Cihat olmazsa, mücahede anlaşılmazsa, ne edep kalır, ne terbiye!
* * *
Buna karşı çıkan bir Milli Eğitim Bakanlığı dün 28 Şubatta vardı. “Cihat” kavramı da yasaklanmıştı okullarda. Hala bu zihniyetin eli kolu iş başındaysa, bu iktidar oturup düşünsün, “bu ne biçim iktidarda olmaktır?” diye.
“Gözden kaçmış” denemez. Böyle bir şey olamaz. Kaçmamalı efendim.
“Diyelim oldu” bile denemez!
Neden mi?
Öyle bir hava estirilmeli ki, kimse böyle bir densizliğe cesaret edememeli. İçinden geçse de içinde kalmalı. Yoksa öyle makamlarda oturmamalı.
İmam Hatip Liseleri için çalışan bir derneğin başkanı bana acı acı dert yandı: “Hocam, bizi 28 Şubat gibi sıkıştırıyorlar. Her işi tam mevzuata göre istiyorlar. Tamam, yapacağız, ama denk yolda düzeltilir. İşin başında biraz esneklik, biraz tolerans, biraz müsamaha yok.
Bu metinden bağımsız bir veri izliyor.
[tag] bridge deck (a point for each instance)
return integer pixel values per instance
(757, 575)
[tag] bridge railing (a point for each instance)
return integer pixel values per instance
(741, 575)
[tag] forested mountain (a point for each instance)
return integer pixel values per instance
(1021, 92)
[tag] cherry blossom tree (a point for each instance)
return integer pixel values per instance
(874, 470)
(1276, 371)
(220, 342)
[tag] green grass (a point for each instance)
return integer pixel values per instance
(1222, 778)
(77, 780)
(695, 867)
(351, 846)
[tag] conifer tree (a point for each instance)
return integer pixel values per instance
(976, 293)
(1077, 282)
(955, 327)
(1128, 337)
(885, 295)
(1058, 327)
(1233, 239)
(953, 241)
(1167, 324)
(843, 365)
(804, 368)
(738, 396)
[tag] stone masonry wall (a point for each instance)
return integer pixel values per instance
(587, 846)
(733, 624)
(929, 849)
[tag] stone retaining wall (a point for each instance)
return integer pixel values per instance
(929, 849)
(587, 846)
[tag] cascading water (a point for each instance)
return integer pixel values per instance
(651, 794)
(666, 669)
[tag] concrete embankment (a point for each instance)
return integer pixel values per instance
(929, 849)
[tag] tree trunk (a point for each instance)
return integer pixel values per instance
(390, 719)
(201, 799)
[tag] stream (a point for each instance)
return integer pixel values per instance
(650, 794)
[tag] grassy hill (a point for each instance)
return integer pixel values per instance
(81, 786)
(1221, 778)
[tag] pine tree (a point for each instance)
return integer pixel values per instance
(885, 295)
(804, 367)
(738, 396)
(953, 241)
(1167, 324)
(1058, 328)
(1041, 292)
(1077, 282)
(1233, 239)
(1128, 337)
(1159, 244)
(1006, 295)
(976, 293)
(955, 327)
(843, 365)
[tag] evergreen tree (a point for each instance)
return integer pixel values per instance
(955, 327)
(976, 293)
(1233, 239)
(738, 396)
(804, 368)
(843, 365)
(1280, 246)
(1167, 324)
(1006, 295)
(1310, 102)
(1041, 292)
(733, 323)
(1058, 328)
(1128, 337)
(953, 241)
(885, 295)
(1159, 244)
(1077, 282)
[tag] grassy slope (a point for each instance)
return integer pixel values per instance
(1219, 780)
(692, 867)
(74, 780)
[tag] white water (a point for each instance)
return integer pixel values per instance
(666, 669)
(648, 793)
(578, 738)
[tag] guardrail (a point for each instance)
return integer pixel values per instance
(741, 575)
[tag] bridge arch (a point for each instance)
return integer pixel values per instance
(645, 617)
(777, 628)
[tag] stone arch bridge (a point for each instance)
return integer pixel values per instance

Vallahi burnumuzu sıksan canımız çıkacak”.
Bu feryadı hükümet duymalı değil mi?
Milletvekilleri halk içinde dert dinlemek ve devleti denetlemek için dolaşmalı. Yoksa düğün dernek kovalamak, iş yeri açılışlarında nutuk atmak, cenazelerde boy göstermek için değil…
* * *
Bir de bunun tam aksi durumlar var.
Partinin tuttuğu işler için herkesten alkış beklemek, memurları, öğrencileri oralara doldurmak, tezahürat ve nümayişlere katılmalarını sağlamak marifet değil.
Bir okula müdür atanacaksa, eğitim için ne yaptığına bakmalı. Parti için ne yaptığına değil. Okullar dertsiz davasız insanların eline terk edilmemeli. Suya sabuna dokunmayan, risk almayan, dava heyecanı duymayan, eyyamcılara, sesi dalkavukluk ve yağcılıkla güzelleşmiş eyyam dümbeleklerine teslim edilmemeli.
Adamı idareci atamışsınız. Korkak, iş yapmaz, faaliyetten kaçar, sen bir şey yapmak istersin, “fitne çıkar” diye kabul etmez, ama muhalifler bir şey yapmak isterse, yine “fitne çıkmasın, izin verelim” der.
Maalesef her zaman da böyleleri destek bulur, işlerini yürütür. Dava sahibi, şuurlu insanlar hep elleri böğründe üzülür dururlar.
Ne kadar acı, oyu bunlar toplar, sefayı başkaları sürer. Davul bunların boynunda, tokmak muhaliflerin elindedir. “Dava adamı dünyaya değer vermez” diyen açıkgözlere deriz: “Dünyaya değer vermemek başka, dünyada değersiz olmak başkadır. Çocuk mu kandırıyorsunuz?”
Biz maalesef hep böyle gördük bugüne kadar. Sağcı veya solcu iktidarlardan şuurlu Müslümanlar hep mahrumiyet gördü. Zaten onlara dalkavukluğa tenezzül etmedikleri için bir şey de beklemediler.
Ama bari bu iktidarda böyle olmasın istiyoruz. Bunu Recep Tayyip Erdoğan’a bakarak böyle söylüyoruz. Ama illerdeki yapılanmalara bakarsak yine “eyvah” diyoruz, “bahtımıza yine üzülmek düşüyor.”
* * *
Elbette dün ile bugün arasında dağlar kadar fark var. Fakat aslan gibi kükremek varken, kedi gibi miyavlamak niye?
Yol müsait, araba müsait, 90 km. hız imkânı varken, kırk – elli ile yol almak, tavşan gibi zıplayarak gitmek varken kaplumbağa gibi sürünmek zaman israfıdır.
Açıkça söylüyorum; Reisin ekibine bu yakışmaz.
Ama sorun da burada zaten. Reis yol gösteriyor, çalışıyor, yönlendiriyor. Lakin aşağıdaki ekip bir alkışla savuşturuyor, sonra bildiğini okuyor. Bu nereye kadar böyle gider? Halk bunun farkında değil mi sanıyorsunuz?
* * *
Reise dua ediyorum. Allah Teâlâ onu yalnızlıktan kurtarsın. Kol kanat versin. Ulu dallar versin de eli kolu ufku kaplasın. “Kaht-ı rical” gibi bir umumi beladan onu kurtarsın. Ona, kendine layık kadrolar ihsan etsin.
Ona dua ediyorum gibi gözükse de aslında kendime ve ümmetime dua ediyorum. Allah Teâlâ kabul buyursun!